Sunday, March 28, 2010


Today our news comes from a vast number of directions and alarmingly fast. Journalists and newspapers are constantly challenged with selling what is elsewhere available for free. How we receive our information and news is widely available to everyone and journalists, once again, are struggling to sell the news--at least to people under the age of fifty-five. Editors and news directors feel the angst of the growing and continued population of the Internet. They now see the huge threat the Web represents to the way they distribute their product.

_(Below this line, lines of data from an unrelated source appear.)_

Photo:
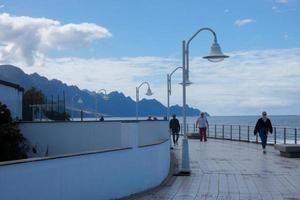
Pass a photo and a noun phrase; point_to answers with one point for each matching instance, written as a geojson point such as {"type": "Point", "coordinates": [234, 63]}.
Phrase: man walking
{"type": "Point", "coordinates": [175, 128]}
{"type": "Point", "coordinates": [202, 123]}
{"type": "Point", "coordinates": [263, 126]}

The days of getting your news and information from the newspaper are long gone. More often than not, by the time a story has been printed on the front page of your paper, it has been blasted online for many hours. It is often old news at that point. Many papers and journalists, while slow to this conclusion, have learned that they not only need to report the news but to offer other layers. These layers are often opinions, analysis, points of view, and interpretation. Is it finally time to sell something more than just the news?


In the days when the latest news was available to anyone who chatted in the street or at church or the supermarket provided mostly opinion--the something extra above just the news. The growth of cities and the development of weekly papers encouraged the development of the sale of news and mass production. This has lasted more than a hundred years.


If journalism is to move past just selling widely available, cheap, staler-than your morning coffee news--they must choose to impart of a ear piercing word--wisdom. Mainstream journalists are making a big mistake if they continue to believe that their ability to collect and organize information will continue to make them indispensable.


4 comments:

Staci Mead March 29, 2010 at 1:10 PM  

Good post! This is an interesting theory and very timely. Even the news we read on the Internet sometimes is old and stale. Sometimes a fresh pair of eyes would be a good thing, or looking at something for a different angle. That is another benefit of the internet, being able to access more than one news source so you can get varied points of view.

Courtney Glienke March 29, 2010 at 4:32 PM  

The industry is also making a huge mistake if they think they can ignore the internet entirely. Journalists need to stop viewing the Web as a threat, and start viewing it as a resource.

Meredith Jinks March 30, 2010 at 7:37 AM  

One size fits all does not work for news. People want to receive news in the way that works best for them. There are still many people who subscribe to the daily newspaper. Many people now receive their news exclusively from the internet. It is important for news outlets to reach people where they are, be that TV, radio, online, or through a traditional newspaper. Not being in all those places, means missing a viable audience.